Ustalarından da çok farklı ve detaylı cevaplar gelmez aslında: “İzmir Suikasti
davaları, İstiklal Mahkemeleri, Kürt isyanları, özellikle de Dersim, tüm askeri
darbeler, Bonapartizm vb.” Bunlar başka yazıların konusu aslında.
Peki, Atatürk’ün yaptığı olumlu
şeyler nedir diye sorduğunuzda, pek cevap almazsınız. Yani YAE’ciler, kendileri
için şikayetçi oldukları tavrı bu konuda aynen gösterirler. Bay Belge’nin ya da
diğer arkadaşımın yazdıkları yazılar, kitaplar nasıl havaya gidiyorsa, TC’nin
kuruluşu ve bağlı devrimler de havaya gider. Ayrıca bunlara yöneltilen 27 Mayıs
1960 ve 1961 Anayasası konuları zor sorular oluşturur. Ben bu konuda en yetkili
antikemalistlerden birinin kıvrak göbek dansını izlemiştim. Çok acıklıydı.
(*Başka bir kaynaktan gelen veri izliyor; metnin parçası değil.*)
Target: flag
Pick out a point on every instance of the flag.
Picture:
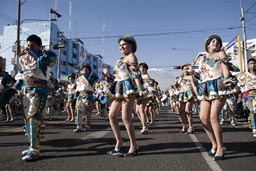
(52, 11)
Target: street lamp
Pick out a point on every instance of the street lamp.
(191, 50)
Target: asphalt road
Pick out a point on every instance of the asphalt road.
(164, 148)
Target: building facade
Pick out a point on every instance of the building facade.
(69, 51)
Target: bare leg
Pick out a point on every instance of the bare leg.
(127, 107)
(188, 112)
(205, 119)
(113, 119)
(217, 130)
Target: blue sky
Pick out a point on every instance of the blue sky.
(159, 26)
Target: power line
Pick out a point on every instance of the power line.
(164, 33)
(250, 7)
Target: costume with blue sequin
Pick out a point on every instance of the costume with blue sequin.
(33, 81)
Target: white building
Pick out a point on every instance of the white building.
(72, 51)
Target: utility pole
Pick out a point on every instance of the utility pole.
(59, 46)
(242, 19)
(18, 40)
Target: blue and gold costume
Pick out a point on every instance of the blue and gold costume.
(148, 84)
(186, 92)
(247, 83)
(33, 80)
(211, 85)
(85, 100)
(124, 85)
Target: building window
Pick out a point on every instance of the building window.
(74, 46)
(74, 55)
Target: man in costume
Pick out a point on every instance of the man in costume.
(34, 82)
(84, 104)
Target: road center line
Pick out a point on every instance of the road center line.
(212, 164)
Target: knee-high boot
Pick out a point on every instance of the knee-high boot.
(32, 127)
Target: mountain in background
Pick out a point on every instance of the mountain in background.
(164, 78)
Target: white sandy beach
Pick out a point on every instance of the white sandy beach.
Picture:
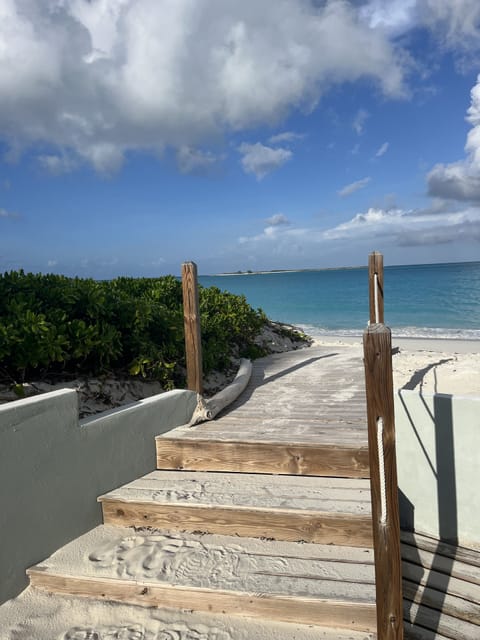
(430, 365)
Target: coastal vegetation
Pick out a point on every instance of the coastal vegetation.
(52, 325)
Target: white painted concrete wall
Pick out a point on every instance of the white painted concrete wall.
(53, 468)
(438, 459)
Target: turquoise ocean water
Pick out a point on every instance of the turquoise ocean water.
(430, 301)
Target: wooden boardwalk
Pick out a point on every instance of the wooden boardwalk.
(261, 515)
(302, 412)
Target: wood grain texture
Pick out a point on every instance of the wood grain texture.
(262, 457)
(282, 524)
(375, 267)
(191, 317)
(386, 526)
(345, 615)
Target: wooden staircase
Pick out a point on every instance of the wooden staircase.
(256, 528)
(229, 543)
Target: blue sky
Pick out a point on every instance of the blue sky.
(137, 134)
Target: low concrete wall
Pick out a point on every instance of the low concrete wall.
(438, 453)
(53, 468)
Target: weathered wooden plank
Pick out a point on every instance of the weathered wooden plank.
(266, 457)
(383, 481)
(191, 317)
(351, 530)
(344, 615)
(375, 288)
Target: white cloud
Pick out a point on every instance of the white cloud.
(354, 186)
(286, 136)
(461, 180)
(359, 120)
(104, 77)
(382, 150)
(8, 214)
(260, 159)
(277, 219)
(56, 164)
(394, 227)
(456, 23)
(195, 161)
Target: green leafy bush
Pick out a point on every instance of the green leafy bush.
(53, 324)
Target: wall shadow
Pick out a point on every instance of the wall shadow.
(426, 577)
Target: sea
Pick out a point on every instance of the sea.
(421, 301)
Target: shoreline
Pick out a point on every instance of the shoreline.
(443, 345)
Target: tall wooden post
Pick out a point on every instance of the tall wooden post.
(377, 346)
(191, 319)
(375, 286)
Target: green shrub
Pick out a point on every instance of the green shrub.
(54, 324)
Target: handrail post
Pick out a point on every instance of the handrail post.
(377, 346)
(191, 319)
(375, 288)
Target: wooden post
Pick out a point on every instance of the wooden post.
(375, 281)
(377, 347)
(191, 319)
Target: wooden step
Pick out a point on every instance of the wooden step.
(262, 456)
(295, 508)
(35, 615)
(323, 585)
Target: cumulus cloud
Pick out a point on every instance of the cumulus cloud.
(277, 219)
(259, 159)
(56, 164)
(286, 136)
(456, 23)
(359, 120)
(195, 161)
(104, 77)
(382, 150)
(461, 180)
(8, 214)
(395, 227)
(354, 186)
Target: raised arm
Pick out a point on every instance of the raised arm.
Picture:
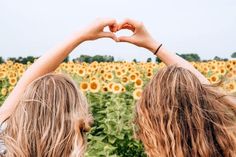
(142, 38)
(52, 59)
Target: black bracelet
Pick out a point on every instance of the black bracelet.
(157, 49)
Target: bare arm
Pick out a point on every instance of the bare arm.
(142, 38)
(51, 60)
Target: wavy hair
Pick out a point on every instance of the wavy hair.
(178, 116)
(51, 120)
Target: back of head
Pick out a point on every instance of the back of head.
(178, 116)
(50, 120)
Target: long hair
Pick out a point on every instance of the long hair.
(51, 120)
(178, 116)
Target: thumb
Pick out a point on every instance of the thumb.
(126, 39)
(109, 35)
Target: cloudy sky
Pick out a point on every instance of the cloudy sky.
(206, 27)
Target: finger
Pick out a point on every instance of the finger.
(125, 39)
(128, 26)
(109, 35)
(131, 22)
(113, 28)
(108, 22)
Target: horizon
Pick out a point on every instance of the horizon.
(203, 27)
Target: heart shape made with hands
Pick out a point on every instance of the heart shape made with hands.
(117, 27)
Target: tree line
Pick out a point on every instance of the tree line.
(107, 58)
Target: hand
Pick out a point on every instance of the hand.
(96, 30)
(140, 38)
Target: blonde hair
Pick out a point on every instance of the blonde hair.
(51, 120)
(178, 116)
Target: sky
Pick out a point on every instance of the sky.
(206, 27)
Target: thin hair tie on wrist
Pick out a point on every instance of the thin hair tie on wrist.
(158, 49)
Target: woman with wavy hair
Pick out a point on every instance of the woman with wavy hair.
(180, 114)
(46, 115)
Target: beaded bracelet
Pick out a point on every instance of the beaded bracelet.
(155, 53)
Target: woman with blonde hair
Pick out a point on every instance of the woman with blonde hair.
(46, 115)
(180, 114)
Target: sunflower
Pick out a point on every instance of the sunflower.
(149, 74)
(117, 88)
(124, 80)
(12, 81)
(10, 89)
(138, 83)
(132, 77)
(4, 91)
(110, 85)
(84, 86)
(119, 73)
(94, 86)
(2, 75)
(222, 71)
(109, 76)
(137, 94)
(81, 72)
(21, 71)
(231, 87)
(214, 79)
(105, 89)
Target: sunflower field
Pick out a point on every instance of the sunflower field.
(112, 90)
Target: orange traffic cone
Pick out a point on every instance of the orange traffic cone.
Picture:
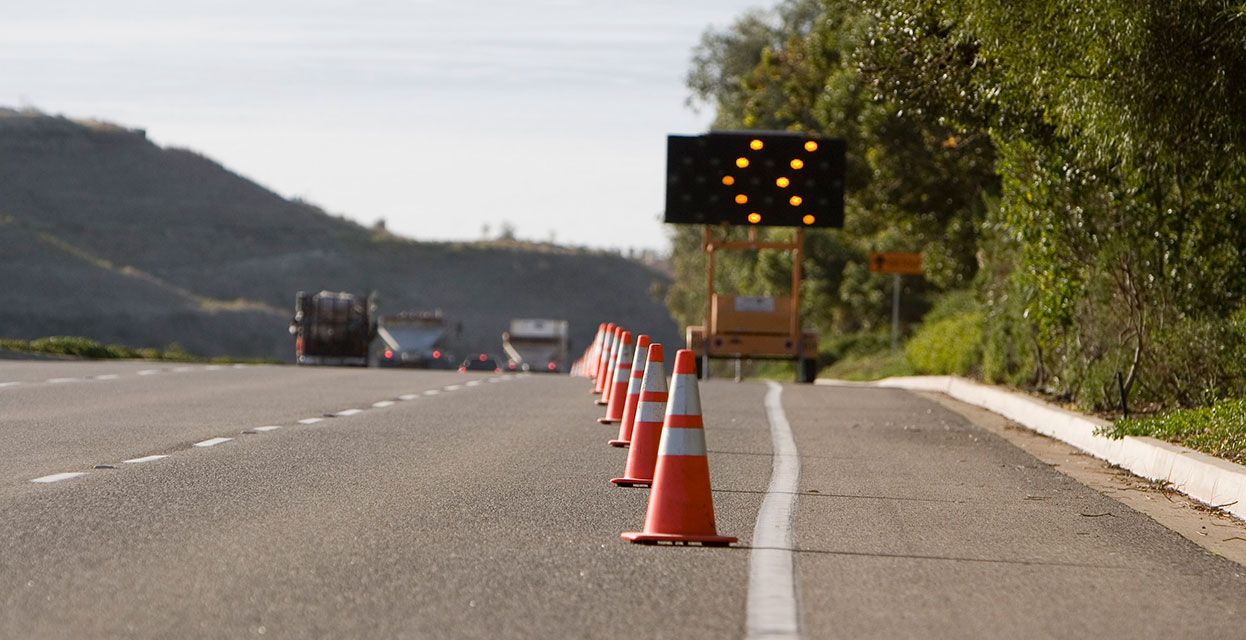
(593, 355)
(642, 452)
(632, 395)
(680, 504)
(619, 376)
(603, 369)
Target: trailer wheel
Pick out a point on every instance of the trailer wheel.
(808, 370)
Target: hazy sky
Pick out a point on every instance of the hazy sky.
(439, 117)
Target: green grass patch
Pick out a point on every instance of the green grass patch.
(90, 349)
(870, 366)
(1219, 430)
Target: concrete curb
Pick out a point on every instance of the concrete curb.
(1205, 478)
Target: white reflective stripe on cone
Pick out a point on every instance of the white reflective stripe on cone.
(684, 399)
(651, 411)
(677, 441)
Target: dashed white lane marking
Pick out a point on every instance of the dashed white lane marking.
(771, 607)
(212, 442)
(57, 477)
(145, 458)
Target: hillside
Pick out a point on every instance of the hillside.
(107, 235)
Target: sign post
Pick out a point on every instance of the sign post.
(897, 264)
(750, 179)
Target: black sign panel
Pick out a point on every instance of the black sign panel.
(755, 178)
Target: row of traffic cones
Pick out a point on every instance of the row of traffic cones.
(662, 430)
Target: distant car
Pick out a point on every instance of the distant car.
(437, 359)
(481, 362)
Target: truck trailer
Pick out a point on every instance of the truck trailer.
(333, 328)
(536, 345)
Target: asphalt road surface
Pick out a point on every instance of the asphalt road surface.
(440, 504)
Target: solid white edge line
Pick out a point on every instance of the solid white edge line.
(57, 477)
(771, 605)
(145, 458)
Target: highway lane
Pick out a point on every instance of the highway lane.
(476, 512)
(64, 417)
(485, 511)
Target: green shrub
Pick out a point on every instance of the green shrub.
(950, 340)
(72, 346)
(1219, 430)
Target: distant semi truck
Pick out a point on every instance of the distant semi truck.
(536, 345)
(333, 328)
(414, 339)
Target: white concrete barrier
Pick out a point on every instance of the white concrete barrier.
(1205, 478)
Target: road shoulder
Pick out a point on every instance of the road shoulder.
(1206, 527)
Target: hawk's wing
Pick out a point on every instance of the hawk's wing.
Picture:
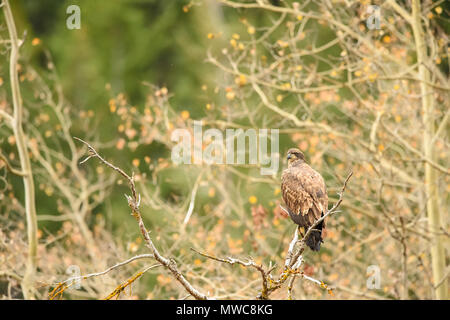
(304, 193)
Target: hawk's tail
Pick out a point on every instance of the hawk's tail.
(314, 240)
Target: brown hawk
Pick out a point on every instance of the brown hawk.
(305, 195)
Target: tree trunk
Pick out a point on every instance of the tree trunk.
(30, 206)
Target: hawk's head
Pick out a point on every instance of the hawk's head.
(294, 155)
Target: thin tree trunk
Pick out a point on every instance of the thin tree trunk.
(30, 207)
(431, 183)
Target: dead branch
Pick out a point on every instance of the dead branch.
(134, 203)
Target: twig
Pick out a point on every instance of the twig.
(25, 163)
(250, 263)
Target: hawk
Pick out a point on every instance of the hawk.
(305, 195)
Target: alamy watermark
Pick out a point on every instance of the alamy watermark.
(373, 21)
(74, 20)
(211, 146)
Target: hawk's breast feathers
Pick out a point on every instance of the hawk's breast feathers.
(304, 192)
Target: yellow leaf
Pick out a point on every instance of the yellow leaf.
(252, 199)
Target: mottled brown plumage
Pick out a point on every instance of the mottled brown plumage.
(305, 195)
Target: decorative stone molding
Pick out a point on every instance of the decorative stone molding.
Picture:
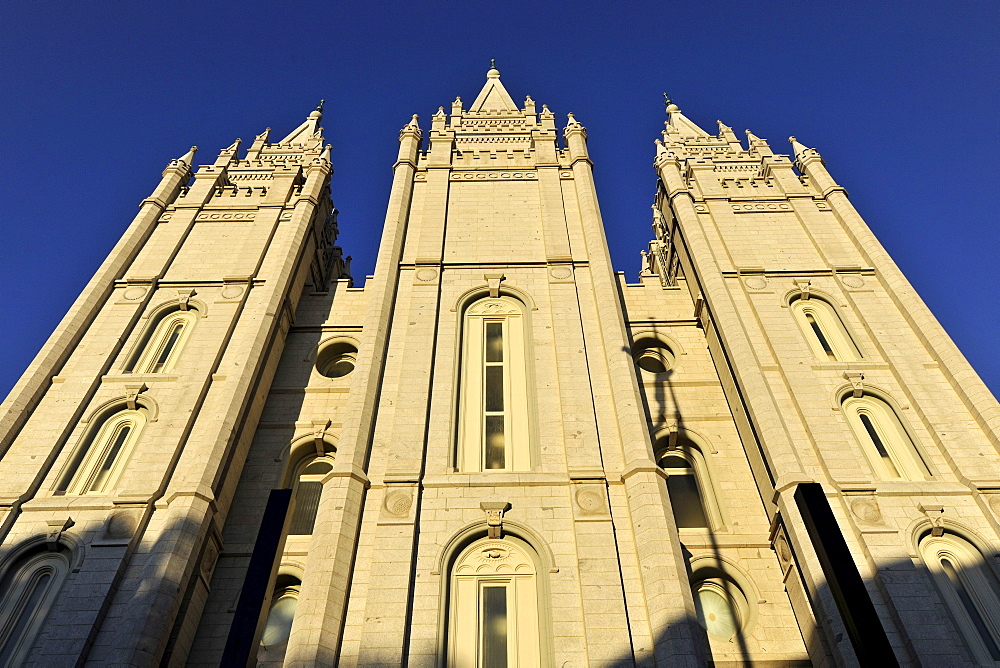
(935, 514)
(494, 516)
(132, 393)
(56, 529)
(856, 379)
(493, 281)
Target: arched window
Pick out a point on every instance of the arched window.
(720, 604)
(884, 440)
(162, 341)
(970, 590)
(824, 330)
(307, 488)
(653, 355)
(692, 495)
(281, 611)
(493, 396)
(98, 461)
(26, 594)
(493, 612)
(337, 359)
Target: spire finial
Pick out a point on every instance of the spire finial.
(669, 104)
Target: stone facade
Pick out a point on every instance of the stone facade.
(701, 376)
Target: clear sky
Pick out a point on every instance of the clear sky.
(899, 97)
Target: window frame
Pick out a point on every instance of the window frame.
(514, 566)
(472, 420)
(16, 580)
(894, 436)
(980, 583)
(81, 473)
(690, 451)
(826, 324)
(156, 335)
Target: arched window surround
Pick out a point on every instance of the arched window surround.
(520, 420)
(109, 438)
(691, 447)
(883, 434)
(31, 579)
(823, 327)
(526, 540)
(163, 337)
(729, 580)
(968, 585)
(318, 447)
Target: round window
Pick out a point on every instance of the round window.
(653, 356)
(337, 360)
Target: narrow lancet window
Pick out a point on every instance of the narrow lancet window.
(689, 484)
(493, 606)
(970, 590)
(27, 593)
(824, 331)
(885, 441)
(161, 344)
(493, 395)
(97, 463)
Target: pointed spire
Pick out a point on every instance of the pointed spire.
(188, 158)
(494, 97)
(797, 148)
(229, 154)
(677, 122)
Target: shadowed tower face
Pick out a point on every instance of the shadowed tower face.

İnsanın hayatında yaptığı bir büyük
hatanın izi, yalnızca diğer insanlarca değil, kendisince de takip edilir ömür
boyu. Biri bizden biri Dünyadan iki örnek vereceğim.
Bizimki, ismi lazım değil, (isteyen
Bay Belge’ye sorsun, o yazdı son kitabında şairlerle ilgili olarak bu tür
dedikoduları) bir tarihte polis tarafından yapılan bir operasyonda topluca
içeri alınan onlarca komünistten biridir. O zamanın meşhur polis merkezi
Sansaryan Han’da işkenceye tabi tutulurlar. Bizimki nedense henüz bir fiske
bile yemeden konuşur. Aslında daha önce de polisten ölümüne dayaklar yemiş,
daha sonra da hapse düşmüş, bilinçli bir kişidir. Ama nedense o gün, orada
çözülüverdiği anlatılır (ben birlikte tutuklanan birinden canlı dinledim, o
dönem solcularının birbirleri hakkında söyledikleri her zaman pek sağlıklı
olmaz, ama bana anlatılan bu).
Bu tevkifat ve hapis döneminden
sonra uzun süren derin bir sessizliğe gömülür. Sol şiirin hepsi birbirinden
kıymetli, hepsi birbirinden güzel örnekleri yıllar sonra tek bir kitapta
toplanır. Kitap birçok baskı yapar. İlginç olan nokta, bu şiirlerin tamamının
tevkifattan önceki döneme ait olmalarıdır. Daha sonraki tek şiir kitabı ise pek
ilgi görmez. Denir ki, bir daha hiç bir şiirinde aynı lezzeti yakalayamamıştır.
Yani demem o ki kardeşler, yapılan
bir siyasi hatanın insanın kendi üzerindeki etkisinin de yıkıcı ya da en
azından yıpratıcı olma durumu var. Tabii bu herkes için geçerli olmuyor.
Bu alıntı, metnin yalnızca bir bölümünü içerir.